The event is jointly organised by the National Museum, the Ministry of Culture and private firm One Station Million Stories. The menu, mentioned in an invitation for online booking as well as publicised on the museum website, included vegetarian and meat dishes. However, on Tuesday, the museum cited unspecified rules and asked the private firm to not serve meat dishes.

Unidentified officials in the Ministry of Culture said that “a couple of MPs” reacted to the menu shared by the ministry online. Additional Director General Subrata Nath confirmed that “meat dishes” have been removed from the menu, but denied any “external interference” in the matter.

“Actually, there is no rule as such,” he told The Indian Express. “But we have to respect the museum’s tradition. So we emailed the private organisers yesterday [Tuesday].”

However, Nath later told ANI that non-vegetarian dishes were never part of the museum’s menu.

The dishes that are no longer available include fish in turmeric stew, quail/fowl/country chicken roasted in Saal leaf, offal’s pot, bati with dry fish, meat fat soup, lamb liver with chick-pea, dried fish and Mahua oil chutney.

The weeklong exhibition will demonstrate how human beings evolved due to food habits, learnt to distinguish edible from non-edible substance, food processing techniques and related architecture of the Harappans. It will also show how climate change continues to define food security, according to PTI.
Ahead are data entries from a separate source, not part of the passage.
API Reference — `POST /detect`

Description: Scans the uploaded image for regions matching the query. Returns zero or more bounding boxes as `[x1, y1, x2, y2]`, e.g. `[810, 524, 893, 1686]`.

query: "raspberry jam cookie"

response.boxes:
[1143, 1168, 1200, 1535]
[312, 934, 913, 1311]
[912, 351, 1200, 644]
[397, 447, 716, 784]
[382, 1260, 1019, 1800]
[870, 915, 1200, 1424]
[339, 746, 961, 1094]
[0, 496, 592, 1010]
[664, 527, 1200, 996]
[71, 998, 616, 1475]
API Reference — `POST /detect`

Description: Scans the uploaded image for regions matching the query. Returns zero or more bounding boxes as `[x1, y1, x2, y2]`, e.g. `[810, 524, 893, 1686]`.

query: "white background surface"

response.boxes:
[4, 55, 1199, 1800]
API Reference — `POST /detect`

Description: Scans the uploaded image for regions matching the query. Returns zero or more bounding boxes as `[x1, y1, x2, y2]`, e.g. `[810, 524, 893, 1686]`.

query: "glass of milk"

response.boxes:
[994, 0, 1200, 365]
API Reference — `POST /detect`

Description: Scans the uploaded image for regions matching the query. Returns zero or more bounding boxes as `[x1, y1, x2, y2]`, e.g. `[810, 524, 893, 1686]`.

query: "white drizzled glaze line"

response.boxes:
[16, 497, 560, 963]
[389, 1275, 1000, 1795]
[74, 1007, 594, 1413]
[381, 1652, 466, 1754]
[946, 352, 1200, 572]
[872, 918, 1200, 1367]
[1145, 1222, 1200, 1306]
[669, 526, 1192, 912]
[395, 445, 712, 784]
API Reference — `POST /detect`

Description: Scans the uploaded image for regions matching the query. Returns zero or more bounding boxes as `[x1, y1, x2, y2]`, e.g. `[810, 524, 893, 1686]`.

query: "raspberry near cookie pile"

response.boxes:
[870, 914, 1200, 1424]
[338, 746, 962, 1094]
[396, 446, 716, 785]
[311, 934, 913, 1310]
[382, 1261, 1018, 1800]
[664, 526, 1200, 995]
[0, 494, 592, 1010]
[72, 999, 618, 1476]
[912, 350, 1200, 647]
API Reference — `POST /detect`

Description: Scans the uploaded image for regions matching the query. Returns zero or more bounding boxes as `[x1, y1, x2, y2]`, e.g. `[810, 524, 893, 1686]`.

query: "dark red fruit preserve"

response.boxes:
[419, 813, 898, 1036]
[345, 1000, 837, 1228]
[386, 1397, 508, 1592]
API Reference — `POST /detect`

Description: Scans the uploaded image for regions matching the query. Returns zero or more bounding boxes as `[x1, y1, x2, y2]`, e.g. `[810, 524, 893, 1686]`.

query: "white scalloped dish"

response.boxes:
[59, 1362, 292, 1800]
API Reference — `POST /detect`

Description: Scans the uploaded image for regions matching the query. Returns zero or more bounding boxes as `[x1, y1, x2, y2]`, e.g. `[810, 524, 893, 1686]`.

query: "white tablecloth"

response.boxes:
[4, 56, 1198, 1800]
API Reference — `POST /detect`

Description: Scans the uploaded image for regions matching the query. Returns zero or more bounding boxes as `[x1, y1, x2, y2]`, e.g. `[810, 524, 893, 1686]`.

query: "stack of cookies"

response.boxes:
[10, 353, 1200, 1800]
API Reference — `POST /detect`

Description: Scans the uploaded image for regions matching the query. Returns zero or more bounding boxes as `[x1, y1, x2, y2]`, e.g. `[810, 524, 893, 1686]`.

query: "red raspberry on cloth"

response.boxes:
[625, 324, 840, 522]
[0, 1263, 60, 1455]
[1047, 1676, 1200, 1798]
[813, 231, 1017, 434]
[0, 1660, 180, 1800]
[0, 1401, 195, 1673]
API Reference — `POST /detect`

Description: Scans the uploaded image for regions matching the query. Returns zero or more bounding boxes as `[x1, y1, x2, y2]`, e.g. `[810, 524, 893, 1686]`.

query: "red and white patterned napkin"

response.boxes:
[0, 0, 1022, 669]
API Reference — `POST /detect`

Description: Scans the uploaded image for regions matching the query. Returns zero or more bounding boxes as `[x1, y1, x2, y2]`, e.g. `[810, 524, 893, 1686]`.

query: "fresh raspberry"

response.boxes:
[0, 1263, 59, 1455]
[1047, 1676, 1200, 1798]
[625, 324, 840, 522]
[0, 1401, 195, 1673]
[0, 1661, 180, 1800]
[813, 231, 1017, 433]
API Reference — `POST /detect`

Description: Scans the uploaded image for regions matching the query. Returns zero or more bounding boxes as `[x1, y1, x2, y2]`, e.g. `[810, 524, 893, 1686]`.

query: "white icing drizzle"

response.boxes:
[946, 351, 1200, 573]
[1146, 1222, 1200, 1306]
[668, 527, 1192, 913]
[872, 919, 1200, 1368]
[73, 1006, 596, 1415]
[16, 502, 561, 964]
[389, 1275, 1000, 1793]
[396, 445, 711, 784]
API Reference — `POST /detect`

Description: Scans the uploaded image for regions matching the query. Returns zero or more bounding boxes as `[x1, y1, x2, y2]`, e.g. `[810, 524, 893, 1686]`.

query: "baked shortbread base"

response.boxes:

Nath pinned the blame on One Station Million Stories for putting meat dishes in the menu without discussing it in detail beforehand. “Their Harappan menu is very well researched but they should not have opted for the non-veg dishes,” he said. “In any case, we had a discussion and were able to avoid just in time what could have become an embarrassment.”

When pointed out that other museums do not have such curbs, Nath refused to comment. “This museum has so many idols of gods and goddesses, and a relic of Lord Buddha,” he added. “International dignitaries visit this museum. We have to consider these sensitivities here.”